The Right Approach to Exceptions

Mon Feb 20 01:32:57 PST 2012

On 2012-02-20 02:03, H. S. Teoh wrote:
> On Sat, Feb 18, 2012 at 11:09:23PM -0500, bearophile wrote:
>> Sean Cavanaug:
>>
>>> In the Von Neumann model this has been made difficult by the stack
>>> itself.  Thinking of exceptions as they are currently implemented in
>>> Java, C++, D, etc is automatically artificially constraining how
>>> they need to work.
>>
>> It's interesting to take a look at how "exceptions" are designed in
>> Lisp:
>> http://www.gigamonkeys.com/book/beyond-exception-handling-conditions-and-restarts.html
> [...]
>
> I'm surprised nobody responded to this. I read through the article a
> bit, and it does present some interesting concepts that we may be able
> to make use of in D. Here's a brief (possibly incomplete) summary:
>
> One problem with the try-throw-catch paradigm is that whenever an
> exception is raised, the stack unwinds up some number of levels in the
> call stack. By the time it gets to the catch{} block, the context in
> which the problem happened is already long-gone, and there is no other
> recourse but to abort the operation, or try it again from scratch. There
> is no way to recover from the problem by, say, trying to fix it *in the
> context in which it happened* and then continuing with the operation.
>
> Say P calls Q, Q calls R, and R calls S. S finds a problem that prevents
> it from doing what R expects it to do, so it throws an exception. R
> doesn't know what to do, so it propagates the exception to Q. Q doesn't
> know what to do either, so it propagates the exception to P. By the time
> P gets to know about the problem, the execution context of S is long
> gone; the operation that Q was trying to perform has already been
> aborted. There's no way to recover except to repeat a potentially very
> expensive operation.
>
> The way Lisp handles this is by something called "conditions". I won't
> get into the definitions and stuff (just read the article), but the idea
> is this:
>
> - When D encounters a problem, it signals a "condition".
>
>     - Along with the condition, it may register 0 or more "restarts",
>       basically predefined methods of recovering from the condition.
>
> - The runtime then tries to recover from the condition by:
>
>     - Checking to see if there's a handler registered for this condition.
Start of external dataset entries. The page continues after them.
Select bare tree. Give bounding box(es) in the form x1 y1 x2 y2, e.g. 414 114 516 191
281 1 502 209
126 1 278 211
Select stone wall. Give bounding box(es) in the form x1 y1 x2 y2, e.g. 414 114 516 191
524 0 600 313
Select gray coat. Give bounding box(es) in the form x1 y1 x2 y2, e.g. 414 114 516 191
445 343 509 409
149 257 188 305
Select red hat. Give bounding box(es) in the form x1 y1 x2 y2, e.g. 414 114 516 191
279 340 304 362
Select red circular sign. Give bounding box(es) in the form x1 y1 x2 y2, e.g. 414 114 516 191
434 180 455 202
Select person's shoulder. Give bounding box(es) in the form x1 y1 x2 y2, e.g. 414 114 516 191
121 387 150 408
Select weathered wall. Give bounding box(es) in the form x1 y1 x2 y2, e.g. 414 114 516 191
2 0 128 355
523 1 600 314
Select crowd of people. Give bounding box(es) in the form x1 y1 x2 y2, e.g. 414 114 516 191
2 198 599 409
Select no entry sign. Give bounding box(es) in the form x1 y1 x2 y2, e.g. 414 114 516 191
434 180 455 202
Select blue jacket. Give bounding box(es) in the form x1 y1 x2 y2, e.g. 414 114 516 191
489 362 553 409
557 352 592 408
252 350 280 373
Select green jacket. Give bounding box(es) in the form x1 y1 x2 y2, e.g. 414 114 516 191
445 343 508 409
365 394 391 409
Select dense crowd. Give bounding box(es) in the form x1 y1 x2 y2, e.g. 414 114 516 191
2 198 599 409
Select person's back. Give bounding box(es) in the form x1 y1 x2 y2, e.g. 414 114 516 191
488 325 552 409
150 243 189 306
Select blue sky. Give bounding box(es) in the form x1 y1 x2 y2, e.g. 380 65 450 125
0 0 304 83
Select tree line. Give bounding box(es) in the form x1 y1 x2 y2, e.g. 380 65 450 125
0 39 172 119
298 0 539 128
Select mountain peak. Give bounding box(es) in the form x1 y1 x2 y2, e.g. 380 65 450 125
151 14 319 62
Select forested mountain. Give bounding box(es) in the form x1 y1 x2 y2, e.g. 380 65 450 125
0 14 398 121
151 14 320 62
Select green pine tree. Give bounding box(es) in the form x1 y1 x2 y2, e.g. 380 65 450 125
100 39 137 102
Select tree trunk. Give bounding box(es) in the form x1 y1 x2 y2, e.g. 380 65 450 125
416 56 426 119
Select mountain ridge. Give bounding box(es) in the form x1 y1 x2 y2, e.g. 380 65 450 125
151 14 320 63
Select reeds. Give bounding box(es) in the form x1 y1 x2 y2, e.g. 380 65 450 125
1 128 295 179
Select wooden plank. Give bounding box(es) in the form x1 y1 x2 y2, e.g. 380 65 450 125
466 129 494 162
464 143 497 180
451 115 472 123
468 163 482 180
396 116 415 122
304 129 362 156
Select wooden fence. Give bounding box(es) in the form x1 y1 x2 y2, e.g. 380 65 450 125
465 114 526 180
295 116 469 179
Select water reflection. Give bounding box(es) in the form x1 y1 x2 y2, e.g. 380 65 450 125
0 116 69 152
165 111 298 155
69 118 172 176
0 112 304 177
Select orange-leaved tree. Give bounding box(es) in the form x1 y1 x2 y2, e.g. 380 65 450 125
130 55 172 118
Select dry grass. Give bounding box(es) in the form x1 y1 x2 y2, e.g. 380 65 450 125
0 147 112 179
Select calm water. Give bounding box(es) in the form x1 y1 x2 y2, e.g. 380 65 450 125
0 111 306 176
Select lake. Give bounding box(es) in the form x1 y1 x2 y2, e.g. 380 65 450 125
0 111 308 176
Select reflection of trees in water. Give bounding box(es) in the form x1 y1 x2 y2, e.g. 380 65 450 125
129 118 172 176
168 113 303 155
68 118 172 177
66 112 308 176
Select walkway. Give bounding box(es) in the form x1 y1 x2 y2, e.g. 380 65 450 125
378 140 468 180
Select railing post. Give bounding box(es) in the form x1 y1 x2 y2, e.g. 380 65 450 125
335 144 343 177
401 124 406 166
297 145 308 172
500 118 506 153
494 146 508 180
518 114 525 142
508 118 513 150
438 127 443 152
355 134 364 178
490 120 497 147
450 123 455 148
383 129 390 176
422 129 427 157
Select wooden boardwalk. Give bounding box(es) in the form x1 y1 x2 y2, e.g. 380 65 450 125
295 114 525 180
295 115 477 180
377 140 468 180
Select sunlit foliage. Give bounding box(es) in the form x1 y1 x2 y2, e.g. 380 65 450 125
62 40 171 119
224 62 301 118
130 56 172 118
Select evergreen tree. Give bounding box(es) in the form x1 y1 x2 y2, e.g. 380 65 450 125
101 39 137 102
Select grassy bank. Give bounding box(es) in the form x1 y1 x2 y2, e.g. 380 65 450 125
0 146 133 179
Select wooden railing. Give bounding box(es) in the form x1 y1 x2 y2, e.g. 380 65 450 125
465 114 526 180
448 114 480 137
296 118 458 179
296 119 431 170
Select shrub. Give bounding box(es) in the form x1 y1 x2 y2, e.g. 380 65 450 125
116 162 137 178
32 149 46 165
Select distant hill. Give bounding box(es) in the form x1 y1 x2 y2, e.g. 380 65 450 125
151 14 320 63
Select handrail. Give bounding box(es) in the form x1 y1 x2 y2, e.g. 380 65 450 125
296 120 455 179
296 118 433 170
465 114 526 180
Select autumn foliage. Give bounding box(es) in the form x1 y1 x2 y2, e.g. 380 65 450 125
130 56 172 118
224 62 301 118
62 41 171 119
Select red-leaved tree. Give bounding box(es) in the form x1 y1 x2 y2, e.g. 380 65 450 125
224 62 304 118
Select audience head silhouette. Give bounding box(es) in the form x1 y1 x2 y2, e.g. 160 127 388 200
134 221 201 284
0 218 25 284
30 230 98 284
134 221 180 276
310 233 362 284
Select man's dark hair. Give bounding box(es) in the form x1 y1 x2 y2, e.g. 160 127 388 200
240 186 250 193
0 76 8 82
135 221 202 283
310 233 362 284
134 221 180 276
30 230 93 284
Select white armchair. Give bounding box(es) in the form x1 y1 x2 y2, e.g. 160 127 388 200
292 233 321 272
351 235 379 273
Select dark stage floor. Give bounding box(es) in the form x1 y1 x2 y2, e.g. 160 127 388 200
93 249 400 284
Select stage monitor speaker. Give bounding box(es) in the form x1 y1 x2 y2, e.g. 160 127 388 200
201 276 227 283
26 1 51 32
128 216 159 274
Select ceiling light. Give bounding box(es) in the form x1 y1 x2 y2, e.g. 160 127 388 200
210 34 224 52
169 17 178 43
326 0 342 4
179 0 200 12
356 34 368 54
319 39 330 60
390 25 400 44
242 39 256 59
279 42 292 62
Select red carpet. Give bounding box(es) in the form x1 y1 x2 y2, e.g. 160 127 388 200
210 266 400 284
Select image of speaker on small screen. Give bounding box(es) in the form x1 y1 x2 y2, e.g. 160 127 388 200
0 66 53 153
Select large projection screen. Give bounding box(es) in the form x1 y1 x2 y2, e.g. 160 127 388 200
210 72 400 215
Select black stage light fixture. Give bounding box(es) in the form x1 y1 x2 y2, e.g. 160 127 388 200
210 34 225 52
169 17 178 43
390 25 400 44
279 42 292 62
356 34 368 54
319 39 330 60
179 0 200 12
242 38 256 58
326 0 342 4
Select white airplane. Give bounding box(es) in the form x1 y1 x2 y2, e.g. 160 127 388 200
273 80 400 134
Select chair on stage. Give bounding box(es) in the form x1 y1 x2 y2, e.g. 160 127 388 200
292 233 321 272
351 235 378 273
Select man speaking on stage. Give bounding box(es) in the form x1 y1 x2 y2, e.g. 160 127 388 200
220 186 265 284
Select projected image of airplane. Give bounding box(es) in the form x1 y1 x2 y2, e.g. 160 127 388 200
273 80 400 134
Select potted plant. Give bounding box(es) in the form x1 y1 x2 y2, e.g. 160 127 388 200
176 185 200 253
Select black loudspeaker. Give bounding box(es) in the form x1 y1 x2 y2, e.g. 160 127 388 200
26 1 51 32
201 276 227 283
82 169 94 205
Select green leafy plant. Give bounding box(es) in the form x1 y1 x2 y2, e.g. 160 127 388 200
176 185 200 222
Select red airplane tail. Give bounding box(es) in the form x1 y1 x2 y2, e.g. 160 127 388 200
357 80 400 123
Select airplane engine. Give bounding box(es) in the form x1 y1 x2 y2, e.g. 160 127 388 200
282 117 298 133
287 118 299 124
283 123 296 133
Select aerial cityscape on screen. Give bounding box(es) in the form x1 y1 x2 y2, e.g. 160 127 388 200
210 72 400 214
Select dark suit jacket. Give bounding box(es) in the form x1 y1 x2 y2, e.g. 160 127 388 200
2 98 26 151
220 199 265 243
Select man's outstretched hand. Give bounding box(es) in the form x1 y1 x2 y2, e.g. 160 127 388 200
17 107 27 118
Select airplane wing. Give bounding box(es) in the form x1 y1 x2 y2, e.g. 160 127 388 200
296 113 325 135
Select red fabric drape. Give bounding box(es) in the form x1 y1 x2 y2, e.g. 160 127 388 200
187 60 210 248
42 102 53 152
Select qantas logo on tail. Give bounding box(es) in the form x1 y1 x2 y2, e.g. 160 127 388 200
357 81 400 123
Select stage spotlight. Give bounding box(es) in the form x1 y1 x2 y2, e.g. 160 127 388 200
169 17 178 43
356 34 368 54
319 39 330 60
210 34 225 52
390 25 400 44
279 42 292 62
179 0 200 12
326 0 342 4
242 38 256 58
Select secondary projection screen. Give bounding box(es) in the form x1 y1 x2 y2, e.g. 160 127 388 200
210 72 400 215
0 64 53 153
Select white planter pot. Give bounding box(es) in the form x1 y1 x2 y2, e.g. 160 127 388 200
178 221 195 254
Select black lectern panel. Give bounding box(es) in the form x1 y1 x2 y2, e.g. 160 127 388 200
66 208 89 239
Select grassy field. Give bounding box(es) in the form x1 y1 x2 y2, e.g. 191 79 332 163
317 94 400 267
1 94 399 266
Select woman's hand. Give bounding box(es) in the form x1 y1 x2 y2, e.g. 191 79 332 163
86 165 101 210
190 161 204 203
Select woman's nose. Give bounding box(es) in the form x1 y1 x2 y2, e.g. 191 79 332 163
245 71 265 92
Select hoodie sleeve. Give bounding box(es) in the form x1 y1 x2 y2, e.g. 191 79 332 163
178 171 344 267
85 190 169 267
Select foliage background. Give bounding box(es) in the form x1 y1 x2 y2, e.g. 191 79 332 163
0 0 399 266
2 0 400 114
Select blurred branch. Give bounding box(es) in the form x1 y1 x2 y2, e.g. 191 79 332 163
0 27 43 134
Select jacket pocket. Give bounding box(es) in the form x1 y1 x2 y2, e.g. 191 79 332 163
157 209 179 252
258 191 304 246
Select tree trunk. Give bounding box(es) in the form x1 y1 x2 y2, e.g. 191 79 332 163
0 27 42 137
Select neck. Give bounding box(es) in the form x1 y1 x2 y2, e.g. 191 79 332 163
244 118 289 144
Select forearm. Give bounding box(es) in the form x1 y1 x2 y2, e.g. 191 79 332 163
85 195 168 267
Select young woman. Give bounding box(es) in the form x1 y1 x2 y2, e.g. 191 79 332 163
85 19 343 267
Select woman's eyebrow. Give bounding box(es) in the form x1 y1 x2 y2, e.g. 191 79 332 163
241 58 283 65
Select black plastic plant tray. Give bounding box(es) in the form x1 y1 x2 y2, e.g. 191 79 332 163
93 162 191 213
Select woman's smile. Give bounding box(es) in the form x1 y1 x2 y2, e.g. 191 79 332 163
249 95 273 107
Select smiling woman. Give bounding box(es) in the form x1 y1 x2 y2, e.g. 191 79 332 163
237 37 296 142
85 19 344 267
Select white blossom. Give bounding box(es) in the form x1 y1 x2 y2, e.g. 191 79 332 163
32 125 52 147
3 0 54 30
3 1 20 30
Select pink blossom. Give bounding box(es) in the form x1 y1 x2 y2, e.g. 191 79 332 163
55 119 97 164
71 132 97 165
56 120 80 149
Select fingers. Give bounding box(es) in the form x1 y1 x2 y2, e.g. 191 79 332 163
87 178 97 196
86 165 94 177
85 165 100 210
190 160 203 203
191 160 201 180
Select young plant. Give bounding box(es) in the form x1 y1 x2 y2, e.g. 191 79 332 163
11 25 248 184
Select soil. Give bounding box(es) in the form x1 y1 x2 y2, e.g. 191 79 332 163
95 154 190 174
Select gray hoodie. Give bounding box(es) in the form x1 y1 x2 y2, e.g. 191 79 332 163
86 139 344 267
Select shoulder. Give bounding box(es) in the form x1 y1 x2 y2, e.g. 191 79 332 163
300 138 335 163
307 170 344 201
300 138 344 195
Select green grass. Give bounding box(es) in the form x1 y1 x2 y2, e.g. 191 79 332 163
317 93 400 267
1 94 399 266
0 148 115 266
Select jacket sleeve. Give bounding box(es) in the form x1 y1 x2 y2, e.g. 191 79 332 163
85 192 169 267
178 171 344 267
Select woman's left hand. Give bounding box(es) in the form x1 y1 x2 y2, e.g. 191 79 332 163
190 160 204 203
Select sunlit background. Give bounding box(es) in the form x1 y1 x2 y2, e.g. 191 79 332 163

>       If there is, invoke the most recently registered one *in the
>       context of the function that triggered the condition*.
>
>     - If there's no handler, unwind the stack and propagate the condition
>       to the caller.
>
> - There are two kinds of handlers:
>
>     - The equivalent of a "catch": matches some subset of conditions that
>       propagated to that point in the code. Some stack unwinding may
>       already have taken place, so these are equivalent to catch block in
>       D.
>
>     - Pre-bound handlers: these are registered with the runtime condition
>       handler before the condition is triggered (possibly very high up
>       the call stack). They are invoked *in the context of the code that
>       triggered the condition*. Their primary use is to decide which of
>       the restarts associated with the condition should be used to
>       recover from it.
>
> The pre-bound handlers are very interesting. They allow in-place
> recovery by having high-level callers to decide what to do, *without
> unwinding the stack*. Here's an example:
>
> LoadConfig() is a function that loads an application's configuration
> files, parses them, and sets up some runtime objects based on
> configuration file settings. LoadConfig calls a bunch of functions to
> accomplish what it does, among which is ParseConfig(). ParseConfig() in
> turn calls ParseConfigItem() for each configuration item in the config
> file, to set up the runtime objects associated with that item.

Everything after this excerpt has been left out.